You can protect yourself by reviewing your own automobile insurance policy. Your “declarations page” lists your coverages and the premiums you pay for each. The most important items on that page to protect you and your family members are the uninsured (UM) and underinsured motorist (UIM) coverages, which apply when you are hurt by a driver with no or little insurance. Further, unlike liability coverage, UM and UIM coverages apply (with some limitations) even when you are not in your own automobile – they follow you around.
It is advisable to have UM and UIM coverages in the same amount as your liability coverage. For example, if your liability coverage is in the amount of $100,000, then your UM and UIM coverages should be $100,000 each. In other words, you should protect yourself and your loved ones at least as much as you protect the other guy.

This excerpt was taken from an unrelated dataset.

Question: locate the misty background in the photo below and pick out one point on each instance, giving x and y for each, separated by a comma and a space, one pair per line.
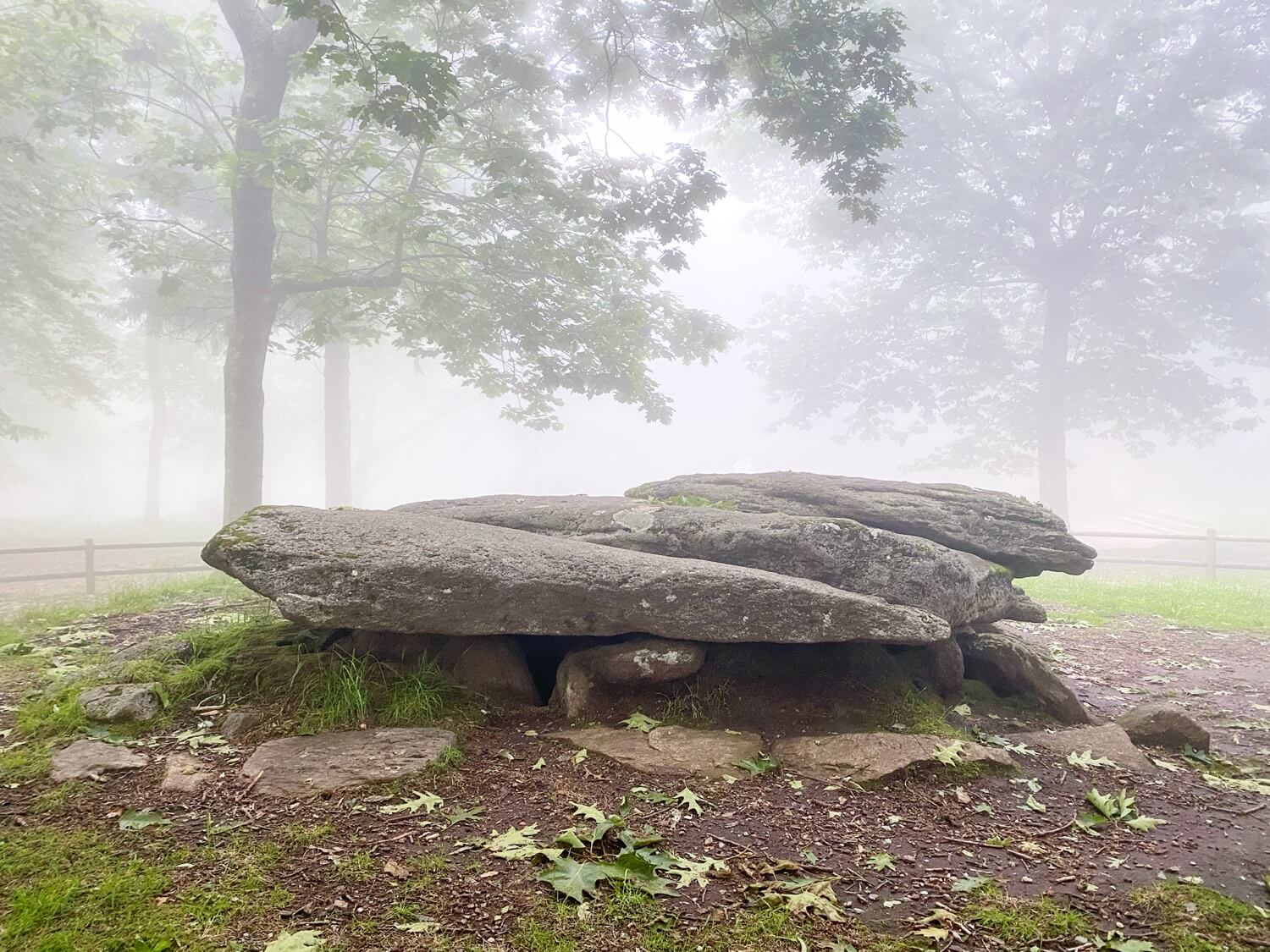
419, 432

In West Virginia, unlike most states, UM and UIM are separate coverages. Also, UM coverage is mandatory in West Virginia while UIM coverage is optional (yet still highly advisable). As the name implies, UM coverage will likely be the only source that you have to pay for damages that you suffer when struck by a driver with no liability insurance.
In a situation where you are hurt by a driver without enough insurance, your UIM coverage will apply to any damages that you suffer in excess of his limit. For example, if you suffer $120,000 in damages but the other driver only had $20,000 in liability coverage, your UIM coverage would step in and pay the next $100,000 (if you have that much in coverage).
Check with your insurance agent - you may be surprised at how little additional cost these critical coverages will add to your policy.